Uno de los articulistas de CRONICA GLOBAL que más lectores tiene es Ignacio Martín Blanco que, en su 'Entre Ítaca y Barataria', como en él es habitual, la clava.

Contaba las verdades del barquero, que decía Machado en su Juan de Mairena: que una DUI de Artur Mas no significaría la expulsión de Cataluña de la UE, porque nuestra Comunidad no está integrada como tal, sino como parte de España. Por lo tanto, un hipotético Estado catalán quedaría automáticamente fuera de la UE. Lo cual llenaría de júbilo a los antisistema de la CUP. No tanto a CDC, y tampoco le haría mucha gracia al somiatruites de Junqueras.

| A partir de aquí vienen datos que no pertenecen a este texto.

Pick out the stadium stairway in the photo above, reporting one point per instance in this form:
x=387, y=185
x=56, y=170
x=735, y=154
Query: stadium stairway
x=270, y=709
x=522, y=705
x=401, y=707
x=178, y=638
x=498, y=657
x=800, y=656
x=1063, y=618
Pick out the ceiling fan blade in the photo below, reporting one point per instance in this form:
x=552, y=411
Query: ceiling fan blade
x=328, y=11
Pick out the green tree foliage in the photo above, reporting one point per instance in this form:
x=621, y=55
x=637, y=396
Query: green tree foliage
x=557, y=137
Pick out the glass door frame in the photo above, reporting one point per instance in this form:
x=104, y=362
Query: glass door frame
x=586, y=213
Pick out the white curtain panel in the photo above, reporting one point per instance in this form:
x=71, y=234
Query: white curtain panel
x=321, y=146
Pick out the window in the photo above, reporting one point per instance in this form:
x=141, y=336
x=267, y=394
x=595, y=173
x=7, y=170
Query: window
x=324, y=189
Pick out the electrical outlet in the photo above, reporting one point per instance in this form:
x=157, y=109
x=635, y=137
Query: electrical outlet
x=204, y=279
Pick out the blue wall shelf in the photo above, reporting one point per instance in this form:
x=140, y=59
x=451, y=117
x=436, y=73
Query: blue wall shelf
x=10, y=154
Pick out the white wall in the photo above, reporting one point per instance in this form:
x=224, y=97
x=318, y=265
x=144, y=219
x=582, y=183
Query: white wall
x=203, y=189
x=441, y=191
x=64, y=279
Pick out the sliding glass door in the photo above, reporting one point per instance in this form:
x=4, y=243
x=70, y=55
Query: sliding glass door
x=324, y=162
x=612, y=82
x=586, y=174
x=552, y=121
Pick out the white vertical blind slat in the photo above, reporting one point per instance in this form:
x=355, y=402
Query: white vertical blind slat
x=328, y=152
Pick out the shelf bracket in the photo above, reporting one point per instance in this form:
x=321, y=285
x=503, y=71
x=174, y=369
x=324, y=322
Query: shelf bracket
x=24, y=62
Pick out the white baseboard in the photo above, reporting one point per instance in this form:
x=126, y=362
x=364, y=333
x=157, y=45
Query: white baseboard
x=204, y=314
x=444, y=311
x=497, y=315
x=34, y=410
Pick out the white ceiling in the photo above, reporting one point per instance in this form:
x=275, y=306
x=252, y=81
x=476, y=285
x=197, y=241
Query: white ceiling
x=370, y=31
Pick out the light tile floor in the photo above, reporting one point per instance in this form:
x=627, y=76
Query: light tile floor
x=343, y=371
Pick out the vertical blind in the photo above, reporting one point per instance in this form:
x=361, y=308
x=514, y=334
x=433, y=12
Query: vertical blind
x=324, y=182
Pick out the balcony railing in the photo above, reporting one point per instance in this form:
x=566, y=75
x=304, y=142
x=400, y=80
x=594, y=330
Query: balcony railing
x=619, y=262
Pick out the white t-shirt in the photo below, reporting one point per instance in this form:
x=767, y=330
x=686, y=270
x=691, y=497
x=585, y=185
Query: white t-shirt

El ex novo Estado de Macedonia hizo la petición formal para entrar a formar parte de la UE en 2007. Han pasado ocho años y Macedonia continúa siendo una fruta ya pansida en la sala de espera...

La cuestión estriba en conocer el tiempo de espera en la UCI.

Los promotores de entrar en esa vía 'provisional' de la República de la nada, dicen que el ínterin sería breve, porque Europa no puede dejar en vía muerta a una región tan rica como la nuestra. Extraño comportamiento el de esa metrópoli ladrona (Madrid o España, póngale el nombre que les apetezca), que ha permitido que una de sus colonias sea tan rica...

La norma que hay que aplicar para entender cómo funciona un reglamento ha de ser juzgada por un árbitro neutral. Que no tenga el corazón contaminado, ni por los unos ni los otros. La única forma para ver el problema desde una perspectiva no contaminada por los sentimientos tiene que ser una mirada fría. Saber qué ha sucedido en casos similares. Teniendo en cuenta que no existen dos gotas de agua iguales fuera del agua.

El caso más parecido es la petición formal que hizo el ex novo Estado de Macedonia de entrar a formar parte de la UE, tras la trágica disolución de la antigua Yugoslavia. Ocurrió en el 2007. Han pasado ocho años y Macedonia continúa siendo una fruta ya pansida en la sala de espera...

No es que Bruselas se niegue a admitir a Macedonia en la UE. El obstáculo es que la norma establecida es que los Estados miembros deben aceptar por unanimidad la entrada de un nuevo Estado. Y Macedonia tiene el veto de una potencia de primer orden en el concierto europeo: Grecia.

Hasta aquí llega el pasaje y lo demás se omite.